Testing without the network
Because the contract is bound to a Fake when no token is set, the whole flow tests offline:
it('activates a subscription on a successful webhook', function () {
$sub = Subscription::factory()->pending()->create(['external_id' => 'wau-abc12345-business-m-a1b2c3']);
post(route('billing.bayarcash.webhook'), ['order_number' => $sub->external_id, 'status' => 3])
->assertOk();
expect($sub->fresh()->status)->toBe(SubscriptionStatus::Active);
});
it('rejects a tampered webhook with 401', fn () =>
post(route('billing.bayarcash.webhook'), ['status' => 3, 'checksum' => 'wrong'])->assertUnauthorized());
Add a dev-checkout route that fakes the hosted page (404'd in production) so you can click through /billing → checkout → return locally with zero credentials.
Production checklist
- Return 2xx after verifying — anything else triggers the retry loop. 401 only for bad signatures.
- Idempotent side effects — retries and the return-URL replay both re-enter the handler.

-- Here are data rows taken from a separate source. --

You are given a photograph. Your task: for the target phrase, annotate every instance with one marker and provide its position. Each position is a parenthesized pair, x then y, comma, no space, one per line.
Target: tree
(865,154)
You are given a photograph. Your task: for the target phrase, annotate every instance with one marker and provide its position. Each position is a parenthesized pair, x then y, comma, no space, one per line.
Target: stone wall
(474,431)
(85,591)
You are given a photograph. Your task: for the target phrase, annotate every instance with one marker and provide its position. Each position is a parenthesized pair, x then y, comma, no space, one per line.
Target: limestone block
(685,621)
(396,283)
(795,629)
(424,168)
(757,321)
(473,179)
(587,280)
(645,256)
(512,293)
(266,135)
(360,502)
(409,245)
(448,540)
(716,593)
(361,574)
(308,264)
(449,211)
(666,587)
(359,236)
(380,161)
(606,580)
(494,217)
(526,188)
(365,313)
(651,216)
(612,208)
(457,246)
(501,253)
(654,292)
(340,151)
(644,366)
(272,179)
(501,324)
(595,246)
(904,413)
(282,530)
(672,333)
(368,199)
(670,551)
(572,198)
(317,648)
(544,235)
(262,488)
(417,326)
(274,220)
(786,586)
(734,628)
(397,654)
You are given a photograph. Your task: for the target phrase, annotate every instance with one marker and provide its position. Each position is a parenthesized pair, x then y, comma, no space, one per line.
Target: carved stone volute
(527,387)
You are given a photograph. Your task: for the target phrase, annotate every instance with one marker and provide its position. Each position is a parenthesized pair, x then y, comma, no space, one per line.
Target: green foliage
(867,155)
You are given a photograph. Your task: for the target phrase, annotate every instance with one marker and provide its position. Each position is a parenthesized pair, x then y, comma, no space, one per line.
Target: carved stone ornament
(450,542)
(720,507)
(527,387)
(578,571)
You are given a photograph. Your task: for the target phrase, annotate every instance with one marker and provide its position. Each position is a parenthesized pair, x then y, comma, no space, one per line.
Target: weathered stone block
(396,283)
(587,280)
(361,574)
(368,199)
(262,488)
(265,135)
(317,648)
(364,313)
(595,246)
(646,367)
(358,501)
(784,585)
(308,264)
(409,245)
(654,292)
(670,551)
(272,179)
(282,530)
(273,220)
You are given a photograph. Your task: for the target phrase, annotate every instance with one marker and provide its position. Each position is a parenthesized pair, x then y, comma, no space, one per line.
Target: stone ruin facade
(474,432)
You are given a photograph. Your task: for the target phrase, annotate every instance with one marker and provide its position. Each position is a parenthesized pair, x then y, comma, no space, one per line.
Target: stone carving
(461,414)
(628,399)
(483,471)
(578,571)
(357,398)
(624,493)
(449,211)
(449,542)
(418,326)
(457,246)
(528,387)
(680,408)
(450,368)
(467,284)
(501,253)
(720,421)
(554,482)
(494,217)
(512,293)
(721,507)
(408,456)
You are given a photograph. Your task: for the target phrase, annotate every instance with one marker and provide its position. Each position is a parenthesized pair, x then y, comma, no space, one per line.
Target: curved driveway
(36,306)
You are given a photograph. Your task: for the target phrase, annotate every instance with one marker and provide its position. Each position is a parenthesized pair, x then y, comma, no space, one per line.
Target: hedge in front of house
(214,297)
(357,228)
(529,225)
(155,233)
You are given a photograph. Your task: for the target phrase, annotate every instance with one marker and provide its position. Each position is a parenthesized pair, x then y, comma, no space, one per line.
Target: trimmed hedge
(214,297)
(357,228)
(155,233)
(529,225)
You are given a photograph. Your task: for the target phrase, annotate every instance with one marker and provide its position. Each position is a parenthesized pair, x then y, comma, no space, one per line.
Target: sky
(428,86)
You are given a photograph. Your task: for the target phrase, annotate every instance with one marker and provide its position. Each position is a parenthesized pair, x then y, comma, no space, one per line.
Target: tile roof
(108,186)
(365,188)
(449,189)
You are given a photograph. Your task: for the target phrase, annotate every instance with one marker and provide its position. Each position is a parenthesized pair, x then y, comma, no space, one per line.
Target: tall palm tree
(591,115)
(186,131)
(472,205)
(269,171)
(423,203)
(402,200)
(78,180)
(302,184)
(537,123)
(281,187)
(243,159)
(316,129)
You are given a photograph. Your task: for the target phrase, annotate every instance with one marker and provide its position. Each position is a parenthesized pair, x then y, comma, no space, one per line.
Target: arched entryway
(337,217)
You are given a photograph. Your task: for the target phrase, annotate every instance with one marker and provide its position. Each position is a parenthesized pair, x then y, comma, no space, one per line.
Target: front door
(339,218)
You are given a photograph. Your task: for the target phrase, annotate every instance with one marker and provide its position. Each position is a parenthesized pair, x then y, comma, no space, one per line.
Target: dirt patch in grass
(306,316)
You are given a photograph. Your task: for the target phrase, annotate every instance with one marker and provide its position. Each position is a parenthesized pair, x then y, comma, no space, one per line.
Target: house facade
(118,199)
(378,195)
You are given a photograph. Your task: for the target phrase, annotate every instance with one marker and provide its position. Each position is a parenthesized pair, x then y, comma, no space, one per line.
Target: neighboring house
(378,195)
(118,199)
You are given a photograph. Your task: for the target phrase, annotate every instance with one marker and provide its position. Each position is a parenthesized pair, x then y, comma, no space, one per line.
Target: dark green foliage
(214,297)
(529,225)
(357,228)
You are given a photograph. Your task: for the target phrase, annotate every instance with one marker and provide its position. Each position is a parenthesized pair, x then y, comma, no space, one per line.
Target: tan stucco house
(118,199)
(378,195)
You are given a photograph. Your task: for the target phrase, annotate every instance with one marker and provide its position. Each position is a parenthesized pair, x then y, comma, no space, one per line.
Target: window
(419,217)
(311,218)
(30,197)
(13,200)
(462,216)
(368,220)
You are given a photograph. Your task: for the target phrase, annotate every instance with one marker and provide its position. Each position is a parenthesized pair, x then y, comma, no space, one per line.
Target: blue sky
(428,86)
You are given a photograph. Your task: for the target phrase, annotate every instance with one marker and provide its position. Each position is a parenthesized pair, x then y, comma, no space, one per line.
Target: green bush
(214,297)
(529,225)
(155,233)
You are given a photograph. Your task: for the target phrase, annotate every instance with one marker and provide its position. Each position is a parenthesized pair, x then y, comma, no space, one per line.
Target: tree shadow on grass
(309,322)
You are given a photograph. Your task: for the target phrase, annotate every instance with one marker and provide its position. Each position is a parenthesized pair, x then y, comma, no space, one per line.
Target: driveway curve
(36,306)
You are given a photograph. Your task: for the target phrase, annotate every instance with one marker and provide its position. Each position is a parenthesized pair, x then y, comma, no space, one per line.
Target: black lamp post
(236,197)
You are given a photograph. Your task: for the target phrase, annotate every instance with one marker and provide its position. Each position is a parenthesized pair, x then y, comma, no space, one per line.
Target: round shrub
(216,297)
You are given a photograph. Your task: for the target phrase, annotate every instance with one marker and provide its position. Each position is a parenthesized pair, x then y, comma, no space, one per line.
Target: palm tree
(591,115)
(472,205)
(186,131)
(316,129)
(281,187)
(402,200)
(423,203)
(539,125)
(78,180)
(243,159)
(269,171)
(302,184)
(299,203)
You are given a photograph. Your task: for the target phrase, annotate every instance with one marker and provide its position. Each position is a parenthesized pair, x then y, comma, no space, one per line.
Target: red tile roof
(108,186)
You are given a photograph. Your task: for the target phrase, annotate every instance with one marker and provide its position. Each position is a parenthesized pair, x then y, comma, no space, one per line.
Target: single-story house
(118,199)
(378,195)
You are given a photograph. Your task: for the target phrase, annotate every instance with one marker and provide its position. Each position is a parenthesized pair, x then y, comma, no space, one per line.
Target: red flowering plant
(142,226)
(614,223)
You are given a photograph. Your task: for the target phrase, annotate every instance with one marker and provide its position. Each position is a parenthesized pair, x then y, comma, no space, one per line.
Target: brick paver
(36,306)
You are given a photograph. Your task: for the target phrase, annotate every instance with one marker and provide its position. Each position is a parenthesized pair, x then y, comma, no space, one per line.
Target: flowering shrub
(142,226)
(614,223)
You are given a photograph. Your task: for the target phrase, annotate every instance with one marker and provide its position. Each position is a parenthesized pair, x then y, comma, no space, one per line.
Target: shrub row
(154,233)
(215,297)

- CSRF-exempt the callback route.
- Public-reachable callback URL — no localhost, no basic-auth wall, no "block bots" edge rule swallowing it.
- Log every payload (behind a flag) to a daily channel — reconciliation is impossible without it.
- Queue post-payment side effects so the webhook responds fast.
-
SDK method-name gotcha: both
createPaymentIntentChecksumValue(correct) and the legacy typocreatePaymentIntenChecksumValueexist. Use the former. -
Channel-constant gotcha:
DUITNOW_QR = 6;3 = FPX_DIRECT_DEBIT. Hand-map integers and you'll charge someone through the wrong rail — use theBayarcash::*constants.
Wrap-up
The SDK is maybe 20% of a BayarCash integration. The other 80% is the architecture: a thin wrapper so credentials resolve once, a domain contract so your app never touches a raw payload, a factory so the gateway is swappable, a Fake so everything is testable, and a webhook handler that survives retries. Get those right and adding DuitNow QR, bolting on Stripe, or extracting the whole thing into a reusable cashier-bayarcash-style package becomes a rename, not a rewrite.
Payment integrations touch real money — test the status map, signature verification, and idempotency hardest, and always validate against BayarCash's current official docs for your API version.